Vor vielen Jahren konnte man Christian Thielemann und Daniel Barenboim spät am Abend in einem Münchner Luxushotel ein Klavier durch die Gänge schieben sehen. Das Instrument stand in der Suite von Thielemann – aber Barenboim wollte üben. Also betätigten sich die beiden kurzerhand als Möbelpacker. Thielemann hat diese Geschichte damals gern erzählt, um Gerüchte über Streitereien zwischen den beiden Dirigenten zu zerstreuen: „Alles Quatsch! Alles Lüge!“
Dabei lag die Spannung zwischen Thielemann und Barenboim Anfang der 2000er Jahre allgemein spürbar in der Berliner Luft.

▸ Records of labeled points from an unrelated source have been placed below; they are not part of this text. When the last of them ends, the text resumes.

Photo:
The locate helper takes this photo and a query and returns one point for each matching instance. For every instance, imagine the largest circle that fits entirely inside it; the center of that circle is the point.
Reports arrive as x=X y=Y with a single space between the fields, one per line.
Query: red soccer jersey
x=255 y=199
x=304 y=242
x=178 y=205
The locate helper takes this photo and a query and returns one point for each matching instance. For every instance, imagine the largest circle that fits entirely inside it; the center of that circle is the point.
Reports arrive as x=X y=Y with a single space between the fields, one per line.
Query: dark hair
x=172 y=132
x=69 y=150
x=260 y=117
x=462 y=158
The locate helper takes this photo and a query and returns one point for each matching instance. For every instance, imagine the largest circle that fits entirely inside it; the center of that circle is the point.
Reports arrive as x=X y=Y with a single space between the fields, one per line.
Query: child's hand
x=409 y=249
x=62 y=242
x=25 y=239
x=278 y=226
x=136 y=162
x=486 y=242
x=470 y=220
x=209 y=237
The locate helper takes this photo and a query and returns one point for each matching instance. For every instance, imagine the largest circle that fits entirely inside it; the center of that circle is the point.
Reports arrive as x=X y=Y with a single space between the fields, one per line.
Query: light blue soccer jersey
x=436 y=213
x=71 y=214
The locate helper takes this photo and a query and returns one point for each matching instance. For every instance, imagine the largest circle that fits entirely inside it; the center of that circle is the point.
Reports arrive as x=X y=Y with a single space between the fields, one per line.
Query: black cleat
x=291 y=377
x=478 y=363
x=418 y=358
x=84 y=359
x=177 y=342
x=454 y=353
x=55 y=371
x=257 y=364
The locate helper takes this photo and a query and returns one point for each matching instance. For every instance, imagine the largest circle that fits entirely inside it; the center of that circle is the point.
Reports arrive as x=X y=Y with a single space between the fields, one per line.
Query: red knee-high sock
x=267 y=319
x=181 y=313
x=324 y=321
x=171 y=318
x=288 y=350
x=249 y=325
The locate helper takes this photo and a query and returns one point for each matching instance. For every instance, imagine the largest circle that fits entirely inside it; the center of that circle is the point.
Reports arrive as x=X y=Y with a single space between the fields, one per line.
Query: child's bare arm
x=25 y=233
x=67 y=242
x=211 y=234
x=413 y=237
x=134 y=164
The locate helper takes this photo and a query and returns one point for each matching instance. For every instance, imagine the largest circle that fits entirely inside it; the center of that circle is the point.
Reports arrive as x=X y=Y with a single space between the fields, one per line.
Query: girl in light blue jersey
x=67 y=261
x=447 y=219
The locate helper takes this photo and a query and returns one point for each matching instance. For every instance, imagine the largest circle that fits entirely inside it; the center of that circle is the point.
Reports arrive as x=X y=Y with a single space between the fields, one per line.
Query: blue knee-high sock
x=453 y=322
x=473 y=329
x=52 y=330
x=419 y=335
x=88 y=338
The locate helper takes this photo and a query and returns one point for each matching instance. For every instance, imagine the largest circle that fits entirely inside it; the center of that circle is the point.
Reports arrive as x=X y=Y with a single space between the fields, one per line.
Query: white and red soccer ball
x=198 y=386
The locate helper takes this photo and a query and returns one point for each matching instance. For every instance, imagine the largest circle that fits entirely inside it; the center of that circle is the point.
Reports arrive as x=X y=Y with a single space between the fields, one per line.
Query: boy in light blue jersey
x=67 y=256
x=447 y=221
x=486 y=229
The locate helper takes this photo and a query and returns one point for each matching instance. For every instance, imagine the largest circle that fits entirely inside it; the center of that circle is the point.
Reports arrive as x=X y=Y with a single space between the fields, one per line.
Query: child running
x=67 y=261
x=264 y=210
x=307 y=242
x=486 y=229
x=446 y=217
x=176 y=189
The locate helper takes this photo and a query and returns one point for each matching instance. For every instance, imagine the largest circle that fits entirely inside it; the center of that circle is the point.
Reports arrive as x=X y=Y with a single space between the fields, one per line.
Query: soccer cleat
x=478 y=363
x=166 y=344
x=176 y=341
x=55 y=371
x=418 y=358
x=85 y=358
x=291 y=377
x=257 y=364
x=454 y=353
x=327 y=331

Barenboim leitete damals schon die Staatskapelle Berlin, das einstige Vorzeigehaus des Ostens, und Thielemann das Orchester der Deutschen Oper, des Giga-Musikdampfers im Westen. Während Barenboim auf internationale Tourneen ging und seine Musikerinnen und Musiker gut bezahlt wurden, kämpfte Thielemann gegen die Benachteiligung seines Ensembles. 2004 riss ihm der Geduldsfaden: Der Dirigent kündigte seiner Heimatstadt Berlin und verschwand zornig zu den Münchner Philharmonikern.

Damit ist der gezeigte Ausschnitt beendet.